The audit process will comply with ICH GCP and regulatory requirements. Twice yearly audits will be conducted by the Hospital Ethics Committee and the audit process will be independent of the Sponsor. The SC will decide on any revisions to the program. The revised protocol will also be submitted to the Medical Ethics Committee of Kunshan First People’s Hospital and reported to the participants as and when required. The results of this study will be presented to the public at an academic conference. Authorship will be determined by the Steering Group. The order of authorship will be determined by the contribution of each member.

Discussion

This paper describes in detail a parallel randomized controlled trial designed to assess the impact of digital intervention based on behavioral economics theory on indicators such as HbA1c, SMBG detection rates, and diabetes self-efficacy in patients with T2DM. Digital health care has been widely used in health systems, particularly during the COVID-19 pandemic, and to reduce the risk of virus transmission between patients and clinicians, many health systems have rapidly converted more than 70% of outpatient cases to digital care via telephone or video transmission [2021]. However, concerns remain that chronic disease management delivered through digital processes may be of poor quality, difficult for patients to use proactively and spontaneously, and may exacerbate health disparities. To improve digital chronic disease management even more, we think that digital intervention based on behavioral economics theory is a feasible way to improve HbA1c levels in patients with T2DM. Such digital interventions integrate multidisciplinary theories. We hypothesized that digital intervention based on behavioral economics theory would be effective in improving SMBG detection rates and diabetes self-efficacy in T2DM patients.
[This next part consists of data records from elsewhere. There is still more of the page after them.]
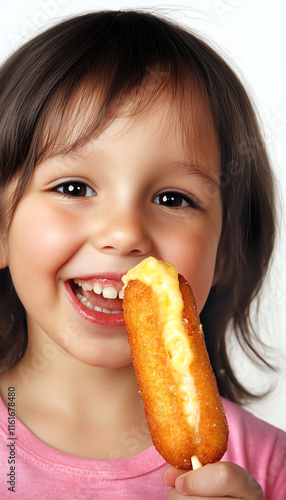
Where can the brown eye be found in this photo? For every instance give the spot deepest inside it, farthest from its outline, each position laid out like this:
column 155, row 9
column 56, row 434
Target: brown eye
column 175, row 200
column 75, row 189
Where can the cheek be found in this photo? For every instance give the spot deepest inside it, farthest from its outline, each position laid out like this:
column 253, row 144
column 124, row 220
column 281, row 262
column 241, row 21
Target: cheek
column 39, row 243
column 194, row 255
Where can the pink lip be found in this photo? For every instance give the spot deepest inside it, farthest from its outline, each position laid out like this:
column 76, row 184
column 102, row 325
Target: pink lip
column 111, row 320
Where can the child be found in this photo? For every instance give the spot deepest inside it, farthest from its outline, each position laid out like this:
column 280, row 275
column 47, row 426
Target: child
column 123, row 136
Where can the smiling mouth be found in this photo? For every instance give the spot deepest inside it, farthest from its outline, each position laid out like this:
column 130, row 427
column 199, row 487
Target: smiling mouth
column 103, row 296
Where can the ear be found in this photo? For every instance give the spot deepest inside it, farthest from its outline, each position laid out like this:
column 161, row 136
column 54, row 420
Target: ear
column 3, row 255
column 219, row 267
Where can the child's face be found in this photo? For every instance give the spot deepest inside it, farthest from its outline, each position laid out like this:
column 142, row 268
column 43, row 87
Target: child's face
column 95, row 213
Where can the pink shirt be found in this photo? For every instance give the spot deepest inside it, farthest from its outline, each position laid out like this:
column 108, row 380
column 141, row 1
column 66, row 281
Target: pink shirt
column 43, row 472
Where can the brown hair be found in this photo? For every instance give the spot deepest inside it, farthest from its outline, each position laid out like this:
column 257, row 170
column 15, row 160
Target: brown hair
column 99, row 60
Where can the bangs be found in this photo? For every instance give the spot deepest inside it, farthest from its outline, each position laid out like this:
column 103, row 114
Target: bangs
column 82, row 109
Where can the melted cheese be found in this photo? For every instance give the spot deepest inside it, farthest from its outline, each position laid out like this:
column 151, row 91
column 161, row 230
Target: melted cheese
column 163, row 278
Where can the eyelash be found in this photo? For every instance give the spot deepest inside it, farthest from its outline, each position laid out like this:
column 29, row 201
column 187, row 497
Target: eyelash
column 174, row 196
column 74, row 187
column 190, row 203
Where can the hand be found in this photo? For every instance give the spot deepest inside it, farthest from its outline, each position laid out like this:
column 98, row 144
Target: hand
column 222, row 480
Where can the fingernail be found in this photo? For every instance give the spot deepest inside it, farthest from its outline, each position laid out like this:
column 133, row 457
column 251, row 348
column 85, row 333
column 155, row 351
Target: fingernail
column 180, row 485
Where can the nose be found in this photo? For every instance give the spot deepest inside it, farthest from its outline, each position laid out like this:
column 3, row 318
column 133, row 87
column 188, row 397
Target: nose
column 123, row 232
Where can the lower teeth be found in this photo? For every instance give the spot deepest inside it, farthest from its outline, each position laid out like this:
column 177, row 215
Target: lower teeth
column 89, row 305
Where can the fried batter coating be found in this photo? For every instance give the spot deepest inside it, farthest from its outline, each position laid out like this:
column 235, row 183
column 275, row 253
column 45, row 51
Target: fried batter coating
column 174, row 437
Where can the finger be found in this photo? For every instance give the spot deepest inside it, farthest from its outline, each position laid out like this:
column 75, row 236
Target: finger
column 222, row 479
column 170, row 475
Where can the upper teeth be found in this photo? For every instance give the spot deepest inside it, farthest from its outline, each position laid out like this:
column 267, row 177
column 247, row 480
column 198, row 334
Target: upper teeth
column 108, row 292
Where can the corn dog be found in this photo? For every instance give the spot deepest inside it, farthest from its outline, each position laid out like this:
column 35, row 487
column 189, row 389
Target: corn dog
column 178, row 388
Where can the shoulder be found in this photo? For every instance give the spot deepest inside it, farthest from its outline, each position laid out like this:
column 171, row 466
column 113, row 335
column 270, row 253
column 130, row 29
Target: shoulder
column 258, row 447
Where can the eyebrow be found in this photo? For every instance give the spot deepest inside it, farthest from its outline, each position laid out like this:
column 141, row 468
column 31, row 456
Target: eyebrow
column 199, row 170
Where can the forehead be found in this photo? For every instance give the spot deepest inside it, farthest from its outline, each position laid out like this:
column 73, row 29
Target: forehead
column 184, row 116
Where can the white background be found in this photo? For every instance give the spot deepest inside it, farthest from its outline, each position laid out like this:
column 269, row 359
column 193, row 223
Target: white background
column 251, row 35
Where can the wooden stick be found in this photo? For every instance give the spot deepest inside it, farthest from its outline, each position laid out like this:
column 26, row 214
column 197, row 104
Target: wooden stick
column 196, row 464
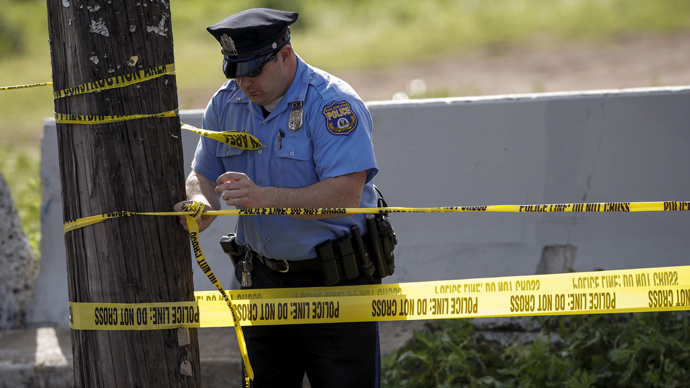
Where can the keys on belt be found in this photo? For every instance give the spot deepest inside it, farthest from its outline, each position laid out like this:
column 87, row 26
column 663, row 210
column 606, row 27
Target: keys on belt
column 246, row 266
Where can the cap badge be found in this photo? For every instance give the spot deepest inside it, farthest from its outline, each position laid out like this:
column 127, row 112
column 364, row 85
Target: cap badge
column 296, row 114
column 228, row 46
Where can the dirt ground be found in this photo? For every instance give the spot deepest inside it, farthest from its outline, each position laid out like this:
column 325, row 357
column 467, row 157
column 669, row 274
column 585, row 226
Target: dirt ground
column 540, row 66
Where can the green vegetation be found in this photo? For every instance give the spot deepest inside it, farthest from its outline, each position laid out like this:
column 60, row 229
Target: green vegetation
column 622, row 350
column 331, row 35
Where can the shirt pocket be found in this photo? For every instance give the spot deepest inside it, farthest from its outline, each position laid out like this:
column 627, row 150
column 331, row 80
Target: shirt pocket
column 296, row 149
column 225, row 150
column 295, row 163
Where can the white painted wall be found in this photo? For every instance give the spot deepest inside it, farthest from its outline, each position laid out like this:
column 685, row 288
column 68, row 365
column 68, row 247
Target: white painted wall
column 602, row 146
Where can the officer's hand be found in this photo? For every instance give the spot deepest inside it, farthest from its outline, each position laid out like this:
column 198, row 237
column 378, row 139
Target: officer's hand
column 237, row 189
column 204, row 221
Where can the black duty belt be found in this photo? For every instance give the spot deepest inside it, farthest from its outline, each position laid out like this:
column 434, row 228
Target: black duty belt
column 285, row 266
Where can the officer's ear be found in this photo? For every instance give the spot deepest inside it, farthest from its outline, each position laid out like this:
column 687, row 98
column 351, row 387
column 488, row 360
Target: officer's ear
column 285, row 53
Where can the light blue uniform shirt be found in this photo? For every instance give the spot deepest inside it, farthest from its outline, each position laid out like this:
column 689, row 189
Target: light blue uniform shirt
column 334, row 140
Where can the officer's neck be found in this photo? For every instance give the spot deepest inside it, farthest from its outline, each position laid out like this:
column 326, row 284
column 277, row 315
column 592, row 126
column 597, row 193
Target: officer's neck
column 268, row 108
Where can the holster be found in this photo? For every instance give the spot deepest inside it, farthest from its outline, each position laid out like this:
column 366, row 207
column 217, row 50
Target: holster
column 371, row 254
column 232, row 248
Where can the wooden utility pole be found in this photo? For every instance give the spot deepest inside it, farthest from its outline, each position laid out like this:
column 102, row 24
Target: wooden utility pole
column 134, row 165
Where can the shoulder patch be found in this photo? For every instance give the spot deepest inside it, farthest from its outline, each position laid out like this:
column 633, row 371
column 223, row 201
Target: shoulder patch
column 340, row 119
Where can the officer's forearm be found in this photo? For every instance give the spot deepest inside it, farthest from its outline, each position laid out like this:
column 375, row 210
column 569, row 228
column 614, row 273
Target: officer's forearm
column 340, row 192
column 201, row 189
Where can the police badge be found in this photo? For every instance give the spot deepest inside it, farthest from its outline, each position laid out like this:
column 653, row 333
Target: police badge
column 228, row 45
column 296, row 114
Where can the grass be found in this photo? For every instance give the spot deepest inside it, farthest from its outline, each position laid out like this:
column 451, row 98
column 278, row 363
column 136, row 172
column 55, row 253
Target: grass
column 330, row 35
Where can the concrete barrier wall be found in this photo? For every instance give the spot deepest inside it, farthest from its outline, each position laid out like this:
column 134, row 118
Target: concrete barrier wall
column 602, row 146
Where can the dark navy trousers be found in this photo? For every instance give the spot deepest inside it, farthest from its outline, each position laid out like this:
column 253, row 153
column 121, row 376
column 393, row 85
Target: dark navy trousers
column 333, row 355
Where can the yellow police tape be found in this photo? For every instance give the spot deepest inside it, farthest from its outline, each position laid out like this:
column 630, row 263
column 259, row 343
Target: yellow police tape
column 196, row 209
column 25, row 86
column 241, row 140
column 104, row 84
column 119, row 81
column 62, row 118
column 614, row 291
column 550, row 208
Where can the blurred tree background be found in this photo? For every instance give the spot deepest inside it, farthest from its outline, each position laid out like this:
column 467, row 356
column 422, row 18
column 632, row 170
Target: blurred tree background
column 333, row 35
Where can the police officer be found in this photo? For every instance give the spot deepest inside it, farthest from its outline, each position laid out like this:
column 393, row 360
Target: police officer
column 317, row 153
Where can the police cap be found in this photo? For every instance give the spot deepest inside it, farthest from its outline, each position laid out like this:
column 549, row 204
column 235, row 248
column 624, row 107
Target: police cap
column 249, row 37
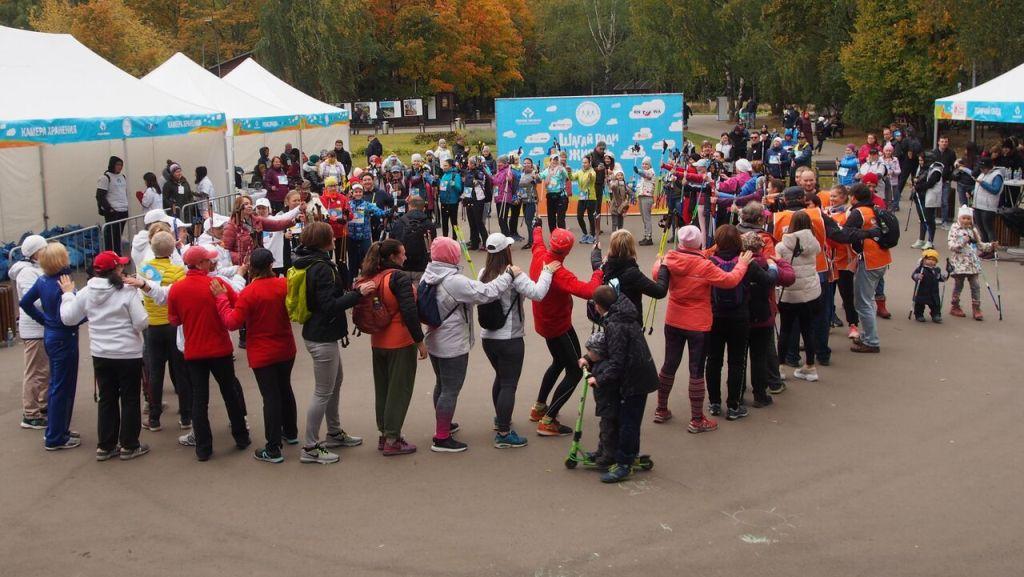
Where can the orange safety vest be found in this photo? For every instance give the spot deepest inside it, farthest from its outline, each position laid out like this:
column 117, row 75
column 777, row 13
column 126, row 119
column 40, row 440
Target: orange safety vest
column 875, row 255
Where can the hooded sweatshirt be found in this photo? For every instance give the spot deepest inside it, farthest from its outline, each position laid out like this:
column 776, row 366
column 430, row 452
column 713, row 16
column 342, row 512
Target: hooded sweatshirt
column 116, row 317
column 455, row 336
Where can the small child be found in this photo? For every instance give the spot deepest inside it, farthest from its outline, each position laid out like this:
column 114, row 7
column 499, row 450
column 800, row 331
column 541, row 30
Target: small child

The significance of this study is that, until now, research on digital intervention and patients with T2DM has been limited to the hospital setting. No studies have yet reported the effectiveness of digital intervention based on behavioral economics theory in T2DM patients outside the hospital. As behavioral economics theory highlights that people are influenced by cognitive biases and emotional factors when making decisions, the intervention process will be gamified and is expected to increase patients’ interest in using it. In addition, this study may demonstrate that a digital intervention based on behavioral economics theory can reduce the financial burden on T2DM patients. Moreover, there are some limitations to this study. This study excluded T2DM patients treated with multi-drug combinations and only included T2DM patients who were stably treated with mono-therapy. Future studies may involve a larger group of patients. Secondly, due to the nature of the study, it was not possible to use blinding among participants and staff (excluding statisticians) during digital administration, which may have biased the expected effect of treatment.

Trial status

The present protocol is version 1.0, dated September 26, 2022. Participant recruitment has began on April 15, 2023, and is expected to be completed by December 15, 2023.